Nolan McLean [1] keeps getting better and better — but not even he can escape the Mets.
In just his 12th start as a big leaguer (!!!), McLean was nicked for a first-inning run but looked sparkling after that, making the best team in baseball look downright silly for the rest of a long night at Dodger Stadium. Shohei Ohtani [2], Freddie Freeman [3], Max Muncy [4], Teoscar Hernandez [5] … they and their fellow Met tormenters all got undressed by McLean over seven superb innings. McLean — and again, let’s note he’s only made 12 starts as a big leaguer — is channeling peak Jacob deGrom [6] or once-upon-a-time Dwight Gooden [7], with the first hit against him feeling like a surprise bordering on a betrayal.
Alas, the Mets looked downright silly with bats in their hands for most of the night too. Francisco Lindor [8], who’d been on the back of a milk carton as a hitter with nary a 2026 RBI to his name, started the night promisingly with a Daniel Murphyesque home run off Yoshinobu Yamamoto [9]. But that was all the Mets would do to support McLean for the evening. A continuation of the team’s baffling, nauseating offensive blackout? Yes. Testament to Yamamoto being every bit as good as McLean? Also yes.
Maybe the Mets should take a page from Yamamoto’s mound mate Ohtani and let McLean be a two-way player again. He swung a bat in anger as a professional not so long ago, after all, and he can’t fare any worse as a hitter than the pacifist band sent out on his behalf.
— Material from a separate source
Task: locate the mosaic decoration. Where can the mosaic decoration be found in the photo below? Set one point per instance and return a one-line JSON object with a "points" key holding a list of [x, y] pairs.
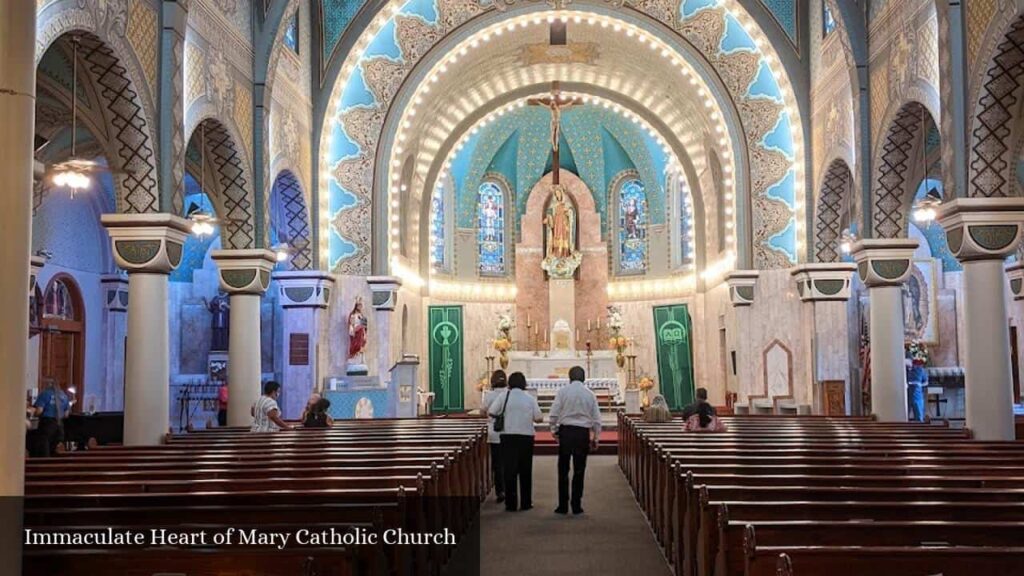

I’m not entirely kidding. Hell, I’m not kidding at all. Remember the night Noah Syndergaard [10] beat the Dodgers and hit two home runs? I miss stuff like that [11]. (Good recap title too!)
With McLean not allowed to ride to his own rescue, the game wound up as a bullpen affair, and I waited grimly for the fatal mistake to come, which it did in the form of a little Kyle Tucker [12] ducksnort against Brooks Raley [13] in the eighth. The Mets were at least spared a reunion with old friend Edwin Diaz [14], whose velocity hasn’t been to the Dodgers’ liking; it didn’t matter, as Alex Vesia [15] needed only one extra pitch to strike out the side in the ninth and seal a Dodger victory.
A Dodger victory, a seventh straight Met loss [16]. If the Mets quietly disbanded rather than return to New York, would anyone notice? Would we not on some level be relieved?